His father's elaborately explained departure preceded his mother's going. During her absence, a mysterious woman ethnographer suggests that the individual story is "not the important one," and the self "is not the principal thing."

Meanwhile, he grows fond of The Darter, a man who uses Anderson shelters to stash his illegally imported and possibly stolen greyhounds to sell to racetracks. With his protector, Nathaniel travels through "warlight" on the dim backwaters of the Thames. The Darter also finds the boy a summer job, where he falls into his first love affair.

As a young man, Nathaniel attributes his invitation to apply for an intelligence post in the Foreign Office to class, nepotism, and "the possibly inherited quality of secrecy." Taking up his job, he discovers that "with the arrival of peace, a determined, almost apocalyptic censorship had taken place." This is exemplified by the runaway fire in the Baker Street Offices of the Special Operations Executive, presumably set by the "burning officers" who operated worldwide, incinerating all the documents governments wanted to forget.

His late mother, Nathaniel learns, was involved before D-Day in the creation of "Thirty-two aerodromes, along with decoy airfields to confuse the enemy...built almost overnight in Suffolk." These "would never exist on a map," and "would vanish by war's end." Recalling his teen years "living in two worlds as well as two eras," he broods on his youth, when he was buffeted by conflicting stories and experiences.

In his anonymous office in London, while the higher echelons with more knowledge and power are housed above his low floor, Rose's son uncovers as much of her vanished life as he can. He learns that the man who has recruited her, whom she's "tethered to," is someone she met in childhood. Once a young thatcher who fell from her family's roof and broke his hip, Marsh Felon transformed himself into a BBC nature broadcaster and a Gatherer who recruits talent for the secret service -- "among the semi-criminal world or among specialists."

Nathaniel then uses the bits he has gleaned about his mother to imagine her life. Firmly tied to Felon, Rose questions their role, opining that "we are little better than terrorists now." After a long-ago promise kept, and a long lunch of champagne and oysters, Rose slips Felon's leash in Paris to walk the city alone. Returning to the hotel, she reflects that though he has "shown her over the years the great vistas she desired...perhaps the truth of what is before you is clear only to those who lack certainty."

Like his mother after her retirement, Nathaniel finds himself "once more back in a small repeating universe that included few outsiders." Men who once protected him, The Moth and The Darter, have receded to the "ravine of childhood," and after being recruited "almost innocently," he has spent most of his adult life "in a government building, attempting to trace" his mother's career.

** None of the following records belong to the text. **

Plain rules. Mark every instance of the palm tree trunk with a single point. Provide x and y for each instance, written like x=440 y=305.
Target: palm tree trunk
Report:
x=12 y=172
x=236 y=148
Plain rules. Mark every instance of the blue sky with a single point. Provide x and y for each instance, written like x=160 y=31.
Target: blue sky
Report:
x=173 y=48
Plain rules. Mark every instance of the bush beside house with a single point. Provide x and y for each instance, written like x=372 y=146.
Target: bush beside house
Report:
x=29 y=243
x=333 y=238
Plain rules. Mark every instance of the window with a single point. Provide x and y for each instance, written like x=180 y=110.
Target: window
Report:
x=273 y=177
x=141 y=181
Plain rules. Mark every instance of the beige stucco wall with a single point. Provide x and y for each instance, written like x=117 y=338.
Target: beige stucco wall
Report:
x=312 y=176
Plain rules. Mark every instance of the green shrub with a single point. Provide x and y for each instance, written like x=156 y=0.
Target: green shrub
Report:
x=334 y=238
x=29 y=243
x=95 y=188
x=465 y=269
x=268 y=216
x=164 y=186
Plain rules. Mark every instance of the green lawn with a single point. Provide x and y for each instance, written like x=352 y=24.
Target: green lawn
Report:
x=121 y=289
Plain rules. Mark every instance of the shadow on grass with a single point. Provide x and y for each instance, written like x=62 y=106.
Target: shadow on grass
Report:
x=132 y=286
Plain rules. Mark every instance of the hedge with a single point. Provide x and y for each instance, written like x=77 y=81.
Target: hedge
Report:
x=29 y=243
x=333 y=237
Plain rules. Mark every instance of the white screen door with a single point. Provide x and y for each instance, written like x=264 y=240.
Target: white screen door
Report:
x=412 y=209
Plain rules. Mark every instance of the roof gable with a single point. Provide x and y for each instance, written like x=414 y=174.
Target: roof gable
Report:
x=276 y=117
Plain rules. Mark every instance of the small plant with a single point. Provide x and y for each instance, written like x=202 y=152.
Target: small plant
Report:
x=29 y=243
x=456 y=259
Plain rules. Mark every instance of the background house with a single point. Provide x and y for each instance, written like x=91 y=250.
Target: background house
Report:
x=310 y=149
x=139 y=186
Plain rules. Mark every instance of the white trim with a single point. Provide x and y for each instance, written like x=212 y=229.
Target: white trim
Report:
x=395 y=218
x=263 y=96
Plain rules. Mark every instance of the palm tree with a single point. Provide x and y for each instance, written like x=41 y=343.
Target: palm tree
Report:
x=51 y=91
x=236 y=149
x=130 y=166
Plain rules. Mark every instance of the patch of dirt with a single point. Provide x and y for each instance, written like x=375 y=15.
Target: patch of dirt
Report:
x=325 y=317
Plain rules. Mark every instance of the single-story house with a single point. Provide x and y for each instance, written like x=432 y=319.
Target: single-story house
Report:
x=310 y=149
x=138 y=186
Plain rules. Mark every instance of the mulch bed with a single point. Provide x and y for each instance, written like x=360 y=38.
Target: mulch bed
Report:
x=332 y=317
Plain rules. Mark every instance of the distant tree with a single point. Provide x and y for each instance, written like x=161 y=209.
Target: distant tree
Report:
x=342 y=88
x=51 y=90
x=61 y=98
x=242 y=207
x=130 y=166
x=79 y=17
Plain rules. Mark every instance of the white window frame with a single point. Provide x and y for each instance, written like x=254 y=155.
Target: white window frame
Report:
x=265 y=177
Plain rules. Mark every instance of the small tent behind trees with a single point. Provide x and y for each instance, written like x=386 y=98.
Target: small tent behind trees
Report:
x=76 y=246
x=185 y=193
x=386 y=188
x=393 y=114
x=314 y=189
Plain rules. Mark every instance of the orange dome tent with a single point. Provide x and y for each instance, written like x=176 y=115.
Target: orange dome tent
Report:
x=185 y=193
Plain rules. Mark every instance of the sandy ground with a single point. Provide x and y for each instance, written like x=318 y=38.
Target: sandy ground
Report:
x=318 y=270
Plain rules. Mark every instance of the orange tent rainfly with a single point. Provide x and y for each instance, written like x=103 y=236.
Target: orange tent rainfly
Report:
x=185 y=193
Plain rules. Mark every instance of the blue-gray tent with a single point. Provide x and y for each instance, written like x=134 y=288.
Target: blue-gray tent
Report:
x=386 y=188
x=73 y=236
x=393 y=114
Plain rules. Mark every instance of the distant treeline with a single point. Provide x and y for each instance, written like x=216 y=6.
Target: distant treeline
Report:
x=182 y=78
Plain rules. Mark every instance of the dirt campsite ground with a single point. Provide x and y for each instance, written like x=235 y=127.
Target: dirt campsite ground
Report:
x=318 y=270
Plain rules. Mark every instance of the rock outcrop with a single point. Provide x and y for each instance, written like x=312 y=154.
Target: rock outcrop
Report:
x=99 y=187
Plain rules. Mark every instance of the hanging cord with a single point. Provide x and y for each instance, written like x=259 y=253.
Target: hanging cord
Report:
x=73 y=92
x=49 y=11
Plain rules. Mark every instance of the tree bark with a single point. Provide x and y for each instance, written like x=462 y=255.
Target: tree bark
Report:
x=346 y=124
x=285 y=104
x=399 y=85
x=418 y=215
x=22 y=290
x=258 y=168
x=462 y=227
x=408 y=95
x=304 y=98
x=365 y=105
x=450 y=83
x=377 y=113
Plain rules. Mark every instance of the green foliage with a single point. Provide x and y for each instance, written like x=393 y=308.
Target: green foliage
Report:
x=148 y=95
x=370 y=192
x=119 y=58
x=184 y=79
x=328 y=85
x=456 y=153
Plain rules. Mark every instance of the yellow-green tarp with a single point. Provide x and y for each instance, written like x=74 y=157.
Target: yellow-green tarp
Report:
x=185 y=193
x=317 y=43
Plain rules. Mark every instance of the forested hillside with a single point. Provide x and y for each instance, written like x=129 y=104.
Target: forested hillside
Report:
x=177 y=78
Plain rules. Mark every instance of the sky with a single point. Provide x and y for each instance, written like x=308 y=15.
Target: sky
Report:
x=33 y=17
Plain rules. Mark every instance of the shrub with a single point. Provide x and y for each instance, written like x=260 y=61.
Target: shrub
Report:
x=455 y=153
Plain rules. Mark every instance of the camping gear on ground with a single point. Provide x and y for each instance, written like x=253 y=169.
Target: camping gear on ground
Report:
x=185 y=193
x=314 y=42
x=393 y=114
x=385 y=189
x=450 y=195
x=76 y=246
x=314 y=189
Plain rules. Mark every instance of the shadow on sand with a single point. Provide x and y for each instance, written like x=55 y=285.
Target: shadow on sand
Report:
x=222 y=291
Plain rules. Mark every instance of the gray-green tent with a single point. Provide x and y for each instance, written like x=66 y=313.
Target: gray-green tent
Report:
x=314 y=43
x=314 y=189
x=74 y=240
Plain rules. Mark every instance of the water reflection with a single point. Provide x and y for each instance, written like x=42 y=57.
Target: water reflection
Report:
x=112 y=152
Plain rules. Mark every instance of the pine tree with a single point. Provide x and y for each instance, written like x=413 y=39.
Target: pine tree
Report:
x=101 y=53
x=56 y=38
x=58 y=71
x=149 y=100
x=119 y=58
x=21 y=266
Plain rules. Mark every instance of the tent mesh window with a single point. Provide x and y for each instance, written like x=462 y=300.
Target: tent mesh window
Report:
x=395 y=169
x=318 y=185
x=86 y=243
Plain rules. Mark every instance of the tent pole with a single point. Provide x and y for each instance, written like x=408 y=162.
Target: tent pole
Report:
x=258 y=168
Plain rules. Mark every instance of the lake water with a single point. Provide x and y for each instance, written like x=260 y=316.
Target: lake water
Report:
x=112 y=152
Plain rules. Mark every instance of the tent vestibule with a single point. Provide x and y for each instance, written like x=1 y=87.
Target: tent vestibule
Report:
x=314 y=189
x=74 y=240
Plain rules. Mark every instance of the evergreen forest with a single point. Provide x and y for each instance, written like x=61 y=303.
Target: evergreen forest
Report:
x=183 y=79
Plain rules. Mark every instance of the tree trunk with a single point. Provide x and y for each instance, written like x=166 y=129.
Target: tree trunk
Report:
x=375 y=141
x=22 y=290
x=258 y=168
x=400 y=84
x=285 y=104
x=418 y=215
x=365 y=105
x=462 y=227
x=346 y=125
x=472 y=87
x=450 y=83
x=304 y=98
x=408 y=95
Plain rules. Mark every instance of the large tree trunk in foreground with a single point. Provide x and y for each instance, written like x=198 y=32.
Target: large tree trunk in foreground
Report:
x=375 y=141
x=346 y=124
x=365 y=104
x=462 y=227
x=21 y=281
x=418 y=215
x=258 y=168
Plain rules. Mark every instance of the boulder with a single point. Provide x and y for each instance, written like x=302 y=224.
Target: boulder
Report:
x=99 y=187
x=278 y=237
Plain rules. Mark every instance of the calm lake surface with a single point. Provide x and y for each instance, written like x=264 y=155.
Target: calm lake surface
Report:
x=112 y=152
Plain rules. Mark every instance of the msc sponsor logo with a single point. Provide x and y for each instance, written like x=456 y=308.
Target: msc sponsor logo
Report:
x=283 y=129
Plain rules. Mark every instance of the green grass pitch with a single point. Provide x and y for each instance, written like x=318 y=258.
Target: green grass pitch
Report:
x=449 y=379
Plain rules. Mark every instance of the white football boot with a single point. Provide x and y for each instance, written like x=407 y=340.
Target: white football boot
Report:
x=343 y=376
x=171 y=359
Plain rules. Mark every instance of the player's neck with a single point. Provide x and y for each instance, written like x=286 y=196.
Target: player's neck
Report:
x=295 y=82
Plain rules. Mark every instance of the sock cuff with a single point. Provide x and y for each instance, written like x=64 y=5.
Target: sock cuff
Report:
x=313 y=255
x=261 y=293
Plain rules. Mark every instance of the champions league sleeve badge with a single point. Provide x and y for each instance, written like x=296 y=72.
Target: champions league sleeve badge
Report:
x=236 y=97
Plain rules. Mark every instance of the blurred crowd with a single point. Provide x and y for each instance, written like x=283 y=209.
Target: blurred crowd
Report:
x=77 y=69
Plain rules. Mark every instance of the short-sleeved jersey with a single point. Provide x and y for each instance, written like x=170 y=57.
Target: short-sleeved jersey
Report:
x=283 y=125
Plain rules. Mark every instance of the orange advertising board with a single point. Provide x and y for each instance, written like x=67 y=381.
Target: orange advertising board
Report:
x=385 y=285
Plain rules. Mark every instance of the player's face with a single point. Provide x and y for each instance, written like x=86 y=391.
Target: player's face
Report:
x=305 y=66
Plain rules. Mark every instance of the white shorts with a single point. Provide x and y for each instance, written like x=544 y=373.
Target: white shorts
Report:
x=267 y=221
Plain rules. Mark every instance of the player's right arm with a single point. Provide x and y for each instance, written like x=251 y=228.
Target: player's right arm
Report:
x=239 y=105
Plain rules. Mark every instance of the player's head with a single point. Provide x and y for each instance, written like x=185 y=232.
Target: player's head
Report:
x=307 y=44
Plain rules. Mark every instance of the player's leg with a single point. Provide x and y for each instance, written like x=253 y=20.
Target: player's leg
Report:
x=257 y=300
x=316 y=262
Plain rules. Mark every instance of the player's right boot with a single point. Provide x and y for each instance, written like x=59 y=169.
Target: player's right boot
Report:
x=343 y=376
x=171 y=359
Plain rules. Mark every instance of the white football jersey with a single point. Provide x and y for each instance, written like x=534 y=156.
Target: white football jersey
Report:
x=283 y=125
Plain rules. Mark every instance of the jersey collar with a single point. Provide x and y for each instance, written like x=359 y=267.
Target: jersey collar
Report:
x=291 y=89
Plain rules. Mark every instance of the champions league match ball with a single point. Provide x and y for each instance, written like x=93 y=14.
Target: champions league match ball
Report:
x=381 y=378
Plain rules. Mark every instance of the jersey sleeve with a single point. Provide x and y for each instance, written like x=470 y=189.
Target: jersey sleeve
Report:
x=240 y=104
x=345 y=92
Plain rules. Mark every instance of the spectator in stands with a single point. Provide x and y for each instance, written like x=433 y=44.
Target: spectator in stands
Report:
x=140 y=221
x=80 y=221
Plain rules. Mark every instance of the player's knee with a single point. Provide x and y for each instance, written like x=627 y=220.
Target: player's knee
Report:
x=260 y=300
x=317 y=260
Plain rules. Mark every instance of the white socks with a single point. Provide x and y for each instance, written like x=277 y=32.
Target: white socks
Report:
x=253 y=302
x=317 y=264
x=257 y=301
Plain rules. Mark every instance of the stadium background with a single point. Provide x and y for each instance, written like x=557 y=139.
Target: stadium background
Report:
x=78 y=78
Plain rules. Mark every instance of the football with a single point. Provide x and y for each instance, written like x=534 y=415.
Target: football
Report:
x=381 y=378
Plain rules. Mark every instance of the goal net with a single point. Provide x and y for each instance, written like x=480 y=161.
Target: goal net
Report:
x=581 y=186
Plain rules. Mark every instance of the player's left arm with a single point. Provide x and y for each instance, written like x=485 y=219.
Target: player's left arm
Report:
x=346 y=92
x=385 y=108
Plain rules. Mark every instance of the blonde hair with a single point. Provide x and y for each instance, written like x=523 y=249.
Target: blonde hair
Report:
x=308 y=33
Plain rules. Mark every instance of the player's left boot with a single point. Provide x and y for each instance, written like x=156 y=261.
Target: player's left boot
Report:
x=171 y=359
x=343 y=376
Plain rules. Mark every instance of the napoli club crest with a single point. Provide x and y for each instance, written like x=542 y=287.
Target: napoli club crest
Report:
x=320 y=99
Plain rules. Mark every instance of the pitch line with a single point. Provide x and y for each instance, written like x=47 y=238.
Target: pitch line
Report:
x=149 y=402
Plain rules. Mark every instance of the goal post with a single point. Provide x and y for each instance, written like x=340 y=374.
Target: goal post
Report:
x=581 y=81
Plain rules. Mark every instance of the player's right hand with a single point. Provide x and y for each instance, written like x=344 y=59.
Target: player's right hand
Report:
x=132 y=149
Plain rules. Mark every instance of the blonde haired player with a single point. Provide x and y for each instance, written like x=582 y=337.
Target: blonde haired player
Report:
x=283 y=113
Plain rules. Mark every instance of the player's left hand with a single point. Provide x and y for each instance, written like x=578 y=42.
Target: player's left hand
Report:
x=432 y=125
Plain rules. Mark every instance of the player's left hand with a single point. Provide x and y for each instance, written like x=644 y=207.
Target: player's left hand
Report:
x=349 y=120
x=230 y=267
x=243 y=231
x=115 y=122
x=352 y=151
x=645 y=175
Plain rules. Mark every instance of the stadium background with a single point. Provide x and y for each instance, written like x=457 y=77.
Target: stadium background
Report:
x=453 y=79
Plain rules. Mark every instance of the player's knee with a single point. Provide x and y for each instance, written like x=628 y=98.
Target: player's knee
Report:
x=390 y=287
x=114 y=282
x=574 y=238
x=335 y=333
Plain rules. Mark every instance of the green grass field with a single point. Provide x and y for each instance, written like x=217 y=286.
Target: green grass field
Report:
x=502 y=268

In the end, he observes, those who remain in the Service continue to abide "by the secrecy of their roles," even after the war. Years later, these loyal people receive no more than "a quiet sentence in an obituary" mentioning that they "had 'served with distinction in the Foreign Office.'"

In a final effort to redeem his missing past, Nathaniel seeks out the Darter, whom he had abandoned long ago. To his disappointment, he finds not answers, but something quite unexpected. Thinking of the time he has lived through, and recalling how he watched a girl he knew "loosen a ribbon from her hair in order to dive into a forest pool where bouncing bombs had once been conceived and tested," he feels himself to be implicated in "sutras of cause and effect."

"We order our lives," thinks Nathaniel, "with barely held stories," gathering the invisible and unspoken and "sewing it all together in order to survive." Our fates are intertwined like those of the sea pea: "on those mined beaches during the war," this endangered vegetable rebounded from near-extinction, "thanks to the lack of human traffic," to become a "happy vegetable of peace."

The subtle glimmer of ideas and the elusive liminal images suggested in this book will stay with me for a long time. As in earlier works, Michael Ondaatje's luminous prose reflects his poetic bent.